Twenty years after the original Earth Summit, leaders will meet again in Rio de Janeiro to discuss the environmental limits to development. 

Used under creative commons license from Rodrigo_Soldon

Over the last month, U.N. agencies, Member States and civil society groups have been busy: they made well over 600 contributions toward Rio+20, the next United Nations Conference on Sustainable Development (U.N. CSD), to be held in Rio de Janeiro in June 2012. The inputs submitted by the stakeholders will be assembled into a compilation document by the United Nations Department of Economic and Social Affairs (UNDESA), where a Rio+20 Dedicated Secretariat has been established to support the U.N. CSD bureau in steering the preparatory process leading up to Rio+20. The compilation document will form the basis for developing the draft that will be negotiated at Rio+20.

As I said in an earlier blog, Rio+20 will mark the 20th anniversary of the first Earth Summit, held in the same city where heads of states came together to address what was then seen as the priority issue: environmental limits to development. If anything the situation is much worse now.

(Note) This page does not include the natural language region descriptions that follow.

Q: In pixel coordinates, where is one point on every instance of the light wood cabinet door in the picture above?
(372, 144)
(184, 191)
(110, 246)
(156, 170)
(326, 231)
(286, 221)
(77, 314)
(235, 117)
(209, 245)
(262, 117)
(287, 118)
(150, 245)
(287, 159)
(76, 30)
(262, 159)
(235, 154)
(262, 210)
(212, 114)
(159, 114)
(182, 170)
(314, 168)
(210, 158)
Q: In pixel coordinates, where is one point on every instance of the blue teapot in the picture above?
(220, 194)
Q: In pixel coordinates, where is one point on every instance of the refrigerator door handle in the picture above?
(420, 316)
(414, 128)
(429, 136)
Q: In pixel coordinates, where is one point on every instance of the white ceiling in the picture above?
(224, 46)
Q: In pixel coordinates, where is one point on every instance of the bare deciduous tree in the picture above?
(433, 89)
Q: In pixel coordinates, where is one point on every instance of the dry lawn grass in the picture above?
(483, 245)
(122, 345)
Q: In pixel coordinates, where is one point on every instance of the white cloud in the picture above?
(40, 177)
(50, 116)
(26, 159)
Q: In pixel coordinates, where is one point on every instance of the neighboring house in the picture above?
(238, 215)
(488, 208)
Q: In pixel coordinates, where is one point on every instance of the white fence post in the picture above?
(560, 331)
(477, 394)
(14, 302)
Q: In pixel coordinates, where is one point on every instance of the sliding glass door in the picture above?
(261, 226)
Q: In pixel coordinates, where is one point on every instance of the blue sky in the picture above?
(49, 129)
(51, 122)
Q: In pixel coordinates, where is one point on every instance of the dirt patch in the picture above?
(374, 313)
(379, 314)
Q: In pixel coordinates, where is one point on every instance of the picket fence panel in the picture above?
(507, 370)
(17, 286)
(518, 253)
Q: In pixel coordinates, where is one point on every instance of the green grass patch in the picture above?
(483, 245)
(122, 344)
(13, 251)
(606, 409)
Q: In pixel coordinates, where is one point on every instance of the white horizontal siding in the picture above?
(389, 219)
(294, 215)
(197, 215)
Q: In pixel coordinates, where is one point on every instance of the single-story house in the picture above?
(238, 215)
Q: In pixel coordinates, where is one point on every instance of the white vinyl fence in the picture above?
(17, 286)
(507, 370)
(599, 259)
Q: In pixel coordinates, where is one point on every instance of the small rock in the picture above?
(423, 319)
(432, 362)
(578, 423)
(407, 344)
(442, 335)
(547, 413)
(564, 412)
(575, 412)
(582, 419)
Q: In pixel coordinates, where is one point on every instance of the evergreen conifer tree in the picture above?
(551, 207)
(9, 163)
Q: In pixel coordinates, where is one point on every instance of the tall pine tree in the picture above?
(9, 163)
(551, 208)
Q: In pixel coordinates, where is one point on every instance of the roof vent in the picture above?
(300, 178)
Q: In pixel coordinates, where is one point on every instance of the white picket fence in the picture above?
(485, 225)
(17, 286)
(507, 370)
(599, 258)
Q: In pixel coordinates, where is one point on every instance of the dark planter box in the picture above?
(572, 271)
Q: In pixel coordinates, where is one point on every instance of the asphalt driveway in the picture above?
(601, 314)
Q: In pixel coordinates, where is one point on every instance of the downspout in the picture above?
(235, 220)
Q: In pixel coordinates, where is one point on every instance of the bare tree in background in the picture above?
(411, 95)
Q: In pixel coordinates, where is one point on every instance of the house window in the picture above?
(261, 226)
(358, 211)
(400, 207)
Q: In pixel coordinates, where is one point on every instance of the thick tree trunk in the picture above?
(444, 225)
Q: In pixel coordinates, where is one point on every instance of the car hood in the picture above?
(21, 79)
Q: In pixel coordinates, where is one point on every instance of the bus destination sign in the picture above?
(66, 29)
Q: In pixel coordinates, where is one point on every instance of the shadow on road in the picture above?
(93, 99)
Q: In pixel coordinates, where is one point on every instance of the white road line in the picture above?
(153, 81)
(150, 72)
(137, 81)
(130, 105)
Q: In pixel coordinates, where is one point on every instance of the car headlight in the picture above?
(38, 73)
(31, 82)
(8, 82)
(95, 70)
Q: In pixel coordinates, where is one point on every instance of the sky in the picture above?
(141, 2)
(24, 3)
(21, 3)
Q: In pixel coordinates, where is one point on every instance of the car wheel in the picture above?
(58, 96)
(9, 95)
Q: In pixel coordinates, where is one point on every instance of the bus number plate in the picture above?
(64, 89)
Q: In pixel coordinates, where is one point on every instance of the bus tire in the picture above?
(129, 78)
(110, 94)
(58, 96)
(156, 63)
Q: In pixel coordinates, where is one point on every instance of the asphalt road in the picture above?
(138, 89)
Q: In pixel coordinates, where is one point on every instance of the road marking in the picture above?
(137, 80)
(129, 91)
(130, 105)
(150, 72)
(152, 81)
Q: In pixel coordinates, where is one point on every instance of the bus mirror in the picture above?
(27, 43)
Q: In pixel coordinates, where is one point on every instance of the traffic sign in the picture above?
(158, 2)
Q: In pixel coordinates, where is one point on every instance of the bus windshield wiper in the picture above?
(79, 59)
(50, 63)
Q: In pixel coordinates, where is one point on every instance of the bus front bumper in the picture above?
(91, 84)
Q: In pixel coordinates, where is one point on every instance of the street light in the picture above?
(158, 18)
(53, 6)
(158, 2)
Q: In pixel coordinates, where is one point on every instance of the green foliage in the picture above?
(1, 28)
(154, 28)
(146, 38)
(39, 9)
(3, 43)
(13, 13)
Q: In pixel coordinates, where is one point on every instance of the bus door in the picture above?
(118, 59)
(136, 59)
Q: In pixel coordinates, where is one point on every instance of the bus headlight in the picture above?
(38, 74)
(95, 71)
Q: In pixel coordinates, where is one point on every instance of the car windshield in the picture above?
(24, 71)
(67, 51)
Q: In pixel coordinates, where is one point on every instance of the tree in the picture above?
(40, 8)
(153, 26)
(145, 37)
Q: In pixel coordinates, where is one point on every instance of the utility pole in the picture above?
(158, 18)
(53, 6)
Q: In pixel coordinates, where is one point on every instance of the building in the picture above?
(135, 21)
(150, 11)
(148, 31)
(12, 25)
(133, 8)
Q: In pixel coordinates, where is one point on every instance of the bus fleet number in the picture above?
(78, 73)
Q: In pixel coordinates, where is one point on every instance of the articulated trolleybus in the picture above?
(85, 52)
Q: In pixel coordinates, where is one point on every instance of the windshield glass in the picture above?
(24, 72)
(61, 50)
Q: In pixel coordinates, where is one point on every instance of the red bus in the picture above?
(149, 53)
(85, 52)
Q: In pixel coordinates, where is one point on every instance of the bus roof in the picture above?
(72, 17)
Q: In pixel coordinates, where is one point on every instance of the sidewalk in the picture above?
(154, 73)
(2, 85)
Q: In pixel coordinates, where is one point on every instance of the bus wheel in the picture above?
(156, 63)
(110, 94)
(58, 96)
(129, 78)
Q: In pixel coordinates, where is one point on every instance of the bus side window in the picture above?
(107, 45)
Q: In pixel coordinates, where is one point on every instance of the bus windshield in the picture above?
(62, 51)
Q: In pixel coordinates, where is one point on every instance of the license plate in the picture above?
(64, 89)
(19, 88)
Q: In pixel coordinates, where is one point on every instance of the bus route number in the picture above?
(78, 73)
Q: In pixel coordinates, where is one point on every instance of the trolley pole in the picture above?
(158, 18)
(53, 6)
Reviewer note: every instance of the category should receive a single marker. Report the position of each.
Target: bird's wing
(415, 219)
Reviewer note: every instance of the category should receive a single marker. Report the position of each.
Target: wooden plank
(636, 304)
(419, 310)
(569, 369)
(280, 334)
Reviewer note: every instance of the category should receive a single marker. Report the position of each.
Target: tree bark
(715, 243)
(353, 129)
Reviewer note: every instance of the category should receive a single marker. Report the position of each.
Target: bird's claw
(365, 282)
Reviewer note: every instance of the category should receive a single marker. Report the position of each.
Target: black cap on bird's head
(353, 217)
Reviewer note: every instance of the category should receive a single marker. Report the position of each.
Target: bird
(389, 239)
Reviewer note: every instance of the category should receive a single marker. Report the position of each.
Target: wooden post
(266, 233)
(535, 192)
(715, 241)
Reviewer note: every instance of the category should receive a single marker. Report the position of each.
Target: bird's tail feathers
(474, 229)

IATP’s contribution begins with a look back, “Twenty years after the Rio Earth Summit, the planet is in a deeper environmental, energy and financial crisis. The period has also seen increasing political and social crisis in many regions. Several leaders have recognized that ‘business as usual is not an option.’ We could not agree more. [..]”
 
With its focus on the green economy, Rio+20 attempts to address one of the negative consequences of the development path we have followed: environmental degradation. As a market-based mechanism that helps address issues related to environmental crisis, it is believed that the “green economy” will help the world achieve sustainability.
 
In the submission, we argue that this assumption ignores the role of global capital and finance. A green economy divorced from social, political and financial concerns will not help address the multiple crises the world faces today. The decisions made in Rio will help guide global and national governance policies that determine whether we are able to bring about the transformational change that we need.
 
The question before us remains: Do we want to protect a world where some can live in comfort while the rest perish or languish in poverty, or do we want to move towards a just world where everyone lives within earth’s limits? The Report of U.N. Secretary General to the second Preparatory Committee meeting towards Rio+20 helpfully notes that, the task at hand is “of fundamentally shifting consumption and production patterns onto a more sustainable path.”  
 
To help achieve the shift toward overall sustainability, with equal attention to all three pillars of sustainable development (social, economic and environmental), the green economy has to be focused on more than what it currently focuses on: simply environmental sustainability. Such a shift calls for paying close attention to the differing socioeconomic realities of the developing world, to the specific needs of the vulnerable communities of global south—especially its women. This will determine whether the green economy will become yet another means for satisfying the greed of global capital, or help meet the needs of communities and countries in need.
 
Gandhi’s words, to his secretary Pyarelal (1947) that, “Earth provides enough to satisfy every man’s need, but not for every man’s greed” may be as relevant today as it was half a century ago amd could help guide the Rio negotiations.